Page 3 of 3

Re: GTX 480 Core

PostPosted: Thu Oct 14, 2010 12:41 pm
by Rolf
Before Fermi release, NV defined SPs as SM(MCU) * 8.
When sm_20 Fermi GPUs were released(GTX 465,470,480), it was changed to SM * 32 .
But some guy in NV is a smartass, so it was again changed to SM * 48 for sm_21 GPUs(GTX 460 and other).

SM(MCU) - Shader Multiprocessor.
sm_xx - compute capability of GPU.

Since there is no GetSP() function, the application computes SPs by getting SM count and multiplying it by 8.
Ignore it, and use GPU-Z to get correct values.

Re: GTX 480 Core

PostPosted: Tue Oct 19, 2010 11:42 pm
by Bitweasil
Well, I have access to a 480 box to test on now. :)

Re: GTX 480 Core

PostPosted: Sat Oct 30, 2010 12:18 pm
by blazer
for optimal results on the GF100 i believe you can use -t 1024 and the usual -b shaders/8 , seems to be working wonders for me ;)

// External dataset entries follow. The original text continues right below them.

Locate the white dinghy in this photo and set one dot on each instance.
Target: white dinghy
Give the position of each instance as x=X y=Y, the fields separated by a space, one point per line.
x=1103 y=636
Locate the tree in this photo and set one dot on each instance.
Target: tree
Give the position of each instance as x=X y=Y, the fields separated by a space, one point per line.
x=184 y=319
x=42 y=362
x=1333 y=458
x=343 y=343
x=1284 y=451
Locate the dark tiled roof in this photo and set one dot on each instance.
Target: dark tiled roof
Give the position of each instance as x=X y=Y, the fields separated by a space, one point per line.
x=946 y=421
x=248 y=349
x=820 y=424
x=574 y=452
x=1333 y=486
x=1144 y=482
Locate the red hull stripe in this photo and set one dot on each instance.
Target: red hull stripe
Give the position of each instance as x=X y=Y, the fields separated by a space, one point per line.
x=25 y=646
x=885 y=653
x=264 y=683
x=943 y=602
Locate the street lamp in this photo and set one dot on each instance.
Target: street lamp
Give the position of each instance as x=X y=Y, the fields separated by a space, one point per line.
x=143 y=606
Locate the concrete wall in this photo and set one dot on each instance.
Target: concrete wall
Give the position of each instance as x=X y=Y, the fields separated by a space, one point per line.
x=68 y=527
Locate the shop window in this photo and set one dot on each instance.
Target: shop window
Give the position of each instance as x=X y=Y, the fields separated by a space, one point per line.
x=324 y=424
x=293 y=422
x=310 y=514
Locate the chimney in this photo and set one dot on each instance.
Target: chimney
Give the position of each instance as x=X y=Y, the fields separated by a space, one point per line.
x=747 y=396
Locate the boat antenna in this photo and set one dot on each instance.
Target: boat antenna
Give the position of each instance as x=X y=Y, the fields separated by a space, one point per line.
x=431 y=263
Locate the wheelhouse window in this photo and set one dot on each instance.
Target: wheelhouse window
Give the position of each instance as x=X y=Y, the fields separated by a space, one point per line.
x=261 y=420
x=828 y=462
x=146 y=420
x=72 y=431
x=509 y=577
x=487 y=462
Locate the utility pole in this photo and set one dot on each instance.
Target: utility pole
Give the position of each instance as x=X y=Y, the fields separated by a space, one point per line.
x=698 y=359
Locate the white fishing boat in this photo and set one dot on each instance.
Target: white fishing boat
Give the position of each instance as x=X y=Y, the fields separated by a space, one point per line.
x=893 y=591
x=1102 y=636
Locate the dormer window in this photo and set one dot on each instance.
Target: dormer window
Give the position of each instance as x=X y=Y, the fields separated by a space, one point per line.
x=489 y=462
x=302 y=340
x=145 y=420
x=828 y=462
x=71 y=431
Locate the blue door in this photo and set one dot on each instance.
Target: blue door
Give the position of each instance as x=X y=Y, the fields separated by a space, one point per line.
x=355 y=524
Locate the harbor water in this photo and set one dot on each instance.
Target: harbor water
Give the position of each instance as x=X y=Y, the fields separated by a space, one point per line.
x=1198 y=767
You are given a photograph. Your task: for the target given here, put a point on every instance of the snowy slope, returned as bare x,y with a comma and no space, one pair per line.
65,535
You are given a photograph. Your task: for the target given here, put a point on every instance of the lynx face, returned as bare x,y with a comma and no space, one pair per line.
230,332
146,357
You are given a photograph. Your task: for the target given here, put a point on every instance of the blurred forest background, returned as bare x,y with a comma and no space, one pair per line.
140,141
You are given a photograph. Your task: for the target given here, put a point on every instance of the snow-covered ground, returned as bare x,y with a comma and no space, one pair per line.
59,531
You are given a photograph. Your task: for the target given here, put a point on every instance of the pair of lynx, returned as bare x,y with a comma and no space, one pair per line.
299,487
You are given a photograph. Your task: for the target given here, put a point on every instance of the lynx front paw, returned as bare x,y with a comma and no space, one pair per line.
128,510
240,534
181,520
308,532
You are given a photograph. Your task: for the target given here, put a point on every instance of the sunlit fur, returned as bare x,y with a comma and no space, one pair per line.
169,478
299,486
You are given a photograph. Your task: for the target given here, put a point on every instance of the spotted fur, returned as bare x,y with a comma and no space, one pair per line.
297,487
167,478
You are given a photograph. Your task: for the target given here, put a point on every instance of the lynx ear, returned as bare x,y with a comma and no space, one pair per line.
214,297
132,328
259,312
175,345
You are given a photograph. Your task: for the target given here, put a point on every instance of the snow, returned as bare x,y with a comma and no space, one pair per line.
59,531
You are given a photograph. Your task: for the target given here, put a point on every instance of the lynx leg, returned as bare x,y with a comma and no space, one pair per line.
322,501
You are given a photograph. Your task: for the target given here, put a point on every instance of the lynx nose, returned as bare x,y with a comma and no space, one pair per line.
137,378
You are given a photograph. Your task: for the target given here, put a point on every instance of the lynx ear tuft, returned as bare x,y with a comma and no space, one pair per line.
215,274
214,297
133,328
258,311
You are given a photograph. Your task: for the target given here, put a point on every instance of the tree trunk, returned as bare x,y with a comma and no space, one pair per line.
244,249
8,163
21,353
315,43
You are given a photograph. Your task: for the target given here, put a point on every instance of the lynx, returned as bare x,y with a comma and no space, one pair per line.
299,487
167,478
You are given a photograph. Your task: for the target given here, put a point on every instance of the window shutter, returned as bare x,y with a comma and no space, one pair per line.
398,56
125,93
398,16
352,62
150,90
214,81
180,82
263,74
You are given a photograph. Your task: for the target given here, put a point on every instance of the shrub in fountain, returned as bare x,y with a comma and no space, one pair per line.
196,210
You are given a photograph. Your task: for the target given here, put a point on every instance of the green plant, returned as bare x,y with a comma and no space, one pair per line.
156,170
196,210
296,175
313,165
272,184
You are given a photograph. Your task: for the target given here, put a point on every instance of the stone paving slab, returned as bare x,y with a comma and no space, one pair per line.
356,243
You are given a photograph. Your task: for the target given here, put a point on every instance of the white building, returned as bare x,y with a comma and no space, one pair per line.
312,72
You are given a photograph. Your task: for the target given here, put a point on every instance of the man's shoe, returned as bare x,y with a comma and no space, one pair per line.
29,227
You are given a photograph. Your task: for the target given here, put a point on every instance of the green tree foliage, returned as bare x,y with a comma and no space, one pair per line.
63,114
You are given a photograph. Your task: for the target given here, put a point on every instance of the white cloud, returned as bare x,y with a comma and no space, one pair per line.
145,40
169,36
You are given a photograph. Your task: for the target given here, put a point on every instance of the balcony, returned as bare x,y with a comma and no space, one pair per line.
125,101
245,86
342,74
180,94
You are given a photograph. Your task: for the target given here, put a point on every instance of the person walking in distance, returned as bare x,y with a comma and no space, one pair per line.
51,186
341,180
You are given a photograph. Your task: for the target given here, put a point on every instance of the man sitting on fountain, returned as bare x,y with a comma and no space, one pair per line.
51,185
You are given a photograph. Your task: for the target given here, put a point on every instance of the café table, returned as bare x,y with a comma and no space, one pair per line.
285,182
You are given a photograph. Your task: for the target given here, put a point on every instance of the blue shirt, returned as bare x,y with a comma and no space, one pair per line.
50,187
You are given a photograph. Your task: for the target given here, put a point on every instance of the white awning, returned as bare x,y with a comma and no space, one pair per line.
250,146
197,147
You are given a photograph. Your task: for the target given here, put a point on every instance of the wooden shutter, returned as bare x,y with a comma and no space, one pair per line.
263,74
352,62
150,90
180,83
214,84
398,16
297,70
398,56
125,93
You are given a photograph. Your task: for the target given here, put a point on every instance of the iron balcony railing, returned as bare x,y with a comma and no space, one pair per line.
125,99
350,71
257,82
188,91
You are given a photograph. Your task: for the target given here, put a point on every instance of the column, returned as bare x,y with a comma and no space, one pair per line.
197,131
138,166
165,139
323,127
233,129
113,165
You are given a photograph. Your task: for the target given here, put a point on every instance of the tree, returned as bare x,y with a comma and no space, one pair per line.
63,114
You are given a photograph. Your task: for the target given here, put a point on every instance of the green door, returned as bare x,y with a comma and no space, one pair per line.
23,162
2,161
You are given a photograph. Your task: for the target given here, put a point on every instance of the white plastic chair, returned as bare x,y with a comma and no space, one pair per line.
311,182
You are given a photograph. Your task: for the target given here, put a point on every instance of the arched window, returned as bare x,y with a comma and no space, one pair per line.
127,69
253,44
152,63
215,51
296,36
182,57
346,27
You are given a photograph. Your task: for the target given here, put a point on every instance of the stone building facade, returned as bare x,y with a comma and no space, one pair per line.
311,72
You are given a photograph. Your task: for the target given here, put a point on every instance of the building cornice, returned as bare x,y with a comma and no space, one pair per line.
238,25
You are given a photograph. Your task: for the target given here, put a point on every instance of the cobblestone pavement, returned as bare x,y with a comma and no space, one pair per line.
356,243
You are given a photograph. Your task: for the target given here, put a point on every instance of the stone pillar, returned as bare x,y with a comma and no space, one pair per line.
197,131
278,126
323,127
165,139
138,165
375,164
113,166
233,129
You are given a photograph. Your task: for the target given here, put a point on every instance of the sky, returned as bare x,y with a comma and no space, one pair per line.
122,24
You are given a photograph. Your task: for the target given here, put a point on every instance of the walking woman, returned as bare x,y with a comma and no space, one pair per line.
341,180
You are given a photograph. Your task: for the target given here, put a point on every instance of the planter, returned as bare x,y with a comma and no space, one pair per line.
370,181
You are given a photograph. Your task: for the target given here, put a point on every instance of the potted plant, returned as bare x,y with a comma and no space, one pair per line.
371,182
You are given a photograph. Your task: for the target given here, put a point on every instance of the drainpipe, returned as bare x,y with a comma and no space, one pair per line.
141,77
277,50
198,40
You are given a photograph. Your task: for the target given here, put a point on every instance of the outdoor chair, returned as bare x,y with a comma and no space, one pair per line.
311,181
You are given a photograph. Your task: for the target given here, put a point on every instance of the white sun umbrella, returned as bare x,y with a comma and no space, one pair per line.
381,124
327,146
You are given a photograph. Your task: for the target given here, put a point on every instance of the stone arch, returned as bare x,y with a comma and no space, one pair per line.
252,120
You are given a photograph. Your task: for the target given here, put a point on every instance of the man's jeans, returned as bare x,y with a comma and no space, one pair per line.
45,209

I'm gaining about 120 M more compared to -t 512

These are the rough numbers using -t 1024 -b 56 for my GTX470
NT: 1.1 Billion
MD5: 850 M

Ntb i guess bitweasil.
Oh i remember spotting a bug with the -u function can't remember what it was but kept on causing it to crash, it was the way the chars were arranged.

So i guess for other readers to achieve optimal results copy and paste the following

GTX480 users
-t 1024 -b 60 -m 1000 -l

GTX470 users
-t 1024 -b 56 -m 1000 -l

Re: GTX 480 Core

PostPosted: Sat Oct 30, 2010 5:34 pm
by Bitweasil
Ah, I'll have to try that when I get back to my 480s on Monday... :)

I'm working on getting a wiki & bug tracking system set up too.

Re: GTX 480 Core

PostPosted: Wed Nov 03, 2010 10:02 am
by Rolf
Did some benchmarks.

Code: Select all
timethis "CUDA-Multiforcer.exe --blocks=44 --threads=1024 --min=7 --max=7 -h MD5 -c charsets\charsetlowernumeric -l -m 250 -f MD6.txt"

TimeThis : Command Line : test.bat
TimeThis : Start Time : Wed Nov 03 12:10:15 2010
TimeThis : End Time : Wed Nov 03 12:11:50 2010
TimeThis : Elapsed Time : 00:01:34.395



Code: Select all
timethis "CUDA-Multiforcer.exe --blocks=44 --threads=512 --min=7 --max=7 -h MD5 -c charsets\charsetlowernumeric -l -m 250 -f MD6.txt"

TimeThis : Command Line : test.bat
TimeThis : Start Time : Wed Nov 03 12:15:46 2010
TimeThis : End Time : Wed Nov 03 12:17:19 2010
TimeThis : Elapsed Time : 00:01:33.397


Maybe kernel runtime = 250msec renders 1024 threads useless.
Theoretically, sm_20 Fermi supports 1024 threads / block.

Re: GTX 480 Core

PostPosted: Fri Nov 05, 2010 4:24 am
by blazer
yea same here, i guess it was a false alarm. No idea what i was doing last time.